Following that lovely opening, Miyazaki settles into Jiro’s arc as we see him skip from plane-obsessed boy to plane-obsessed engineering student. Unable to spot a future as a pilot due to his poor eyesight, Jiro has turned his attention to the creation of planes. He takes inspiration from Italian designer Caproni, who Jiro meets in a shared dream space that allows the imaginations of both Jiro and Miyazaki to take flight in the most majestic of ways. These are among the movie’s strongest, loveliest moments because Miyazaki reveals a funny, vibrant land of adventure where hand-drawn characters and foregrounds meet painted backgrounds, all backed by marvelously organic sound design, creating a terrifically textured experience that is so rarely viewed or heard on the big screen anymore.

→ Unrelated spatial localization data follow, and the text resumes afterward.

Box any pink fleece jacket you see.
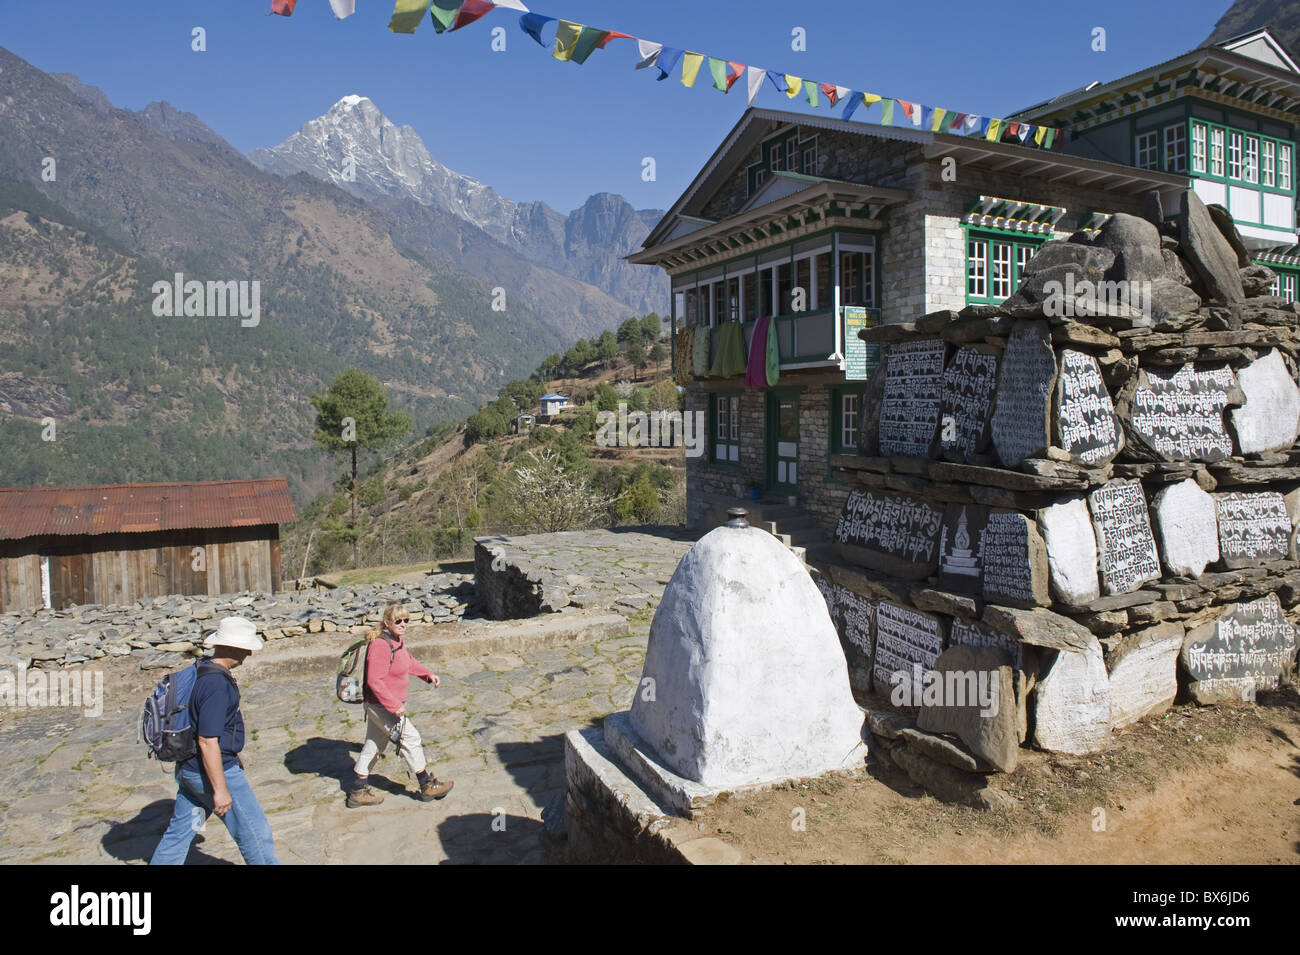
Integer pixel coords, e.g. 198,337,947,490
363,634,433,713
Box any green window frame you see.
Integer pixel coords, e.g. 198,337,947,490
1190,120,1295,196
965,228,1044,305
710,393,742,466
1266,265,1299,303
746,130,819,195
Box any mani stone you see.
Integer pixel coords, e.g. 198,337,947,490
1214,491,1290,569
1178,189,1245,304
950,617,1029,744
1229,349,1300,454
916,645,1019,772
1127,363,1238,462
981,510,1050,609
1104,621,1183,729
833,488,944,580
627,524,864,789
1150,479,1220,578
1030,631,1112,756
1088,481,1162,596
939,344,1000,462
1037,496,1100,606
937,503,990,596
1054,349,1123,466
1180,593,1299,703
878,338,947,458
872,600,948,696
990,320,1057,468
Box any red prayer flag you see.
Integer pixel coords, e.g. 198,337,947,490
949,112,966,130
596,31,633,49
271,0,297,15
1007,121,1019,136
451,0,494,30
898,99,913,118
820,82,839,104
726,61,745,91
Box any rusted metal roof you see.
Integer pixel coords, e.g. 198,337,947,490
0,479,297,541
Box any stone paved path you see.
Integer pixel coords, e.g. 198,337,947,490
0,627,652,865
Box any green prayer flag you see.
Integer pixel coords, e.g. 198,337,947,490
571,27,610,64
881,99,894,125
553,20,582,61
806,82,818,107
429,0,461,33
709,57,728,92
1043,128,1056,150
388,0,431,33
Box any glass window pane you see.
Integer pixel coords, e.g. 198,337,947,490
815,252,831,310
1211,128,1225,177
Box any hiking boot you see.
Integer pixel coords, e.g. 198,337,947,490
346,785,385,808
419,777,453,801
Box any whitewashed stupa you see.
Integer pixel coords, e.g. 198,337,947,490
623,513,866,791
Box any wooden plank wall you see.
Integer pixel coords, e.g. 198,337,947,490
0,525,283,611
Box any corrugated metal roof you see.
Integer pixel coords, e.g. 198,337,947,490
0,479,297,541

The deeper we get into the movie, the rarer the dream sequences become. Or at least, that’s the impression the picture leaves as it turns its focus to Jiro’s career and the dark reality that Japan’s need for fresh plane designs is fed by the prospect of war. Scenes concerned with the details of the designs, such as first abandoning their wood and canvas models for metal designs pioneered by the Germans and then later opting for flush rivets to reduce drag, are also exciting in how they drill down to the core of Jiro’s passion and talent. But with this portion of the picture comes a love story that is mechanically convenient and sadly conventional. It’s also conventionally sad, though thematically it matches Jiro’s journey in the world of aviation, so the reasons Miyazaki makes for its inclusion are at least carefully considered.
The problem is that it grinds The Wind Rises to a halt for a significant amount of time, providing some sweetness, but mainly at the expense of the wondrous energy that previously powered the picture to such delightful heights. The otherwise sharp pacing hits a rough patch during this clunky chunk of the narrative, although Miyazaki still ties the pieces together in the end to create a movingly sombre conclusion that touches on the horrors of loss and destruction and the importance of fulfilling your dreams regardless of the outcome.
Jiro’s clichéd love story is the single misstep Miyazaki takes in The Wind Rises and it’s a considerable one because the movie feels utterly unique up to the point that the romance is suddenly shoehorned into the plot. Treating it as a stiffly standard bid for sentimentality then stands out rather glaringly in the midst of such memorable originality. Still, it’s one mistake in a vast picture that often offers a new way to look at Miyazaki’s genius.
If this really is Miyazaki’s final directorial effort, then it’s curiously intriguing that he would bookend his filmography with his only two features that tone down the fantastical elements. It speaks to his well-rounded career as an artist and suggests a special symmetry, but The Wind Rises also feels like a gently comforting end. Perhaps that’s ironic given the subject matter and the damage Jiro’s planes caused, but it is in the final moments of what may be his final movie that Miyazaki takes the time to reflect, to look back on his passions, themes, and dreams through a decidedly adult eye and conclude that it’s been a worthy past. His future is still ahead, waiting wherever the wind will take him.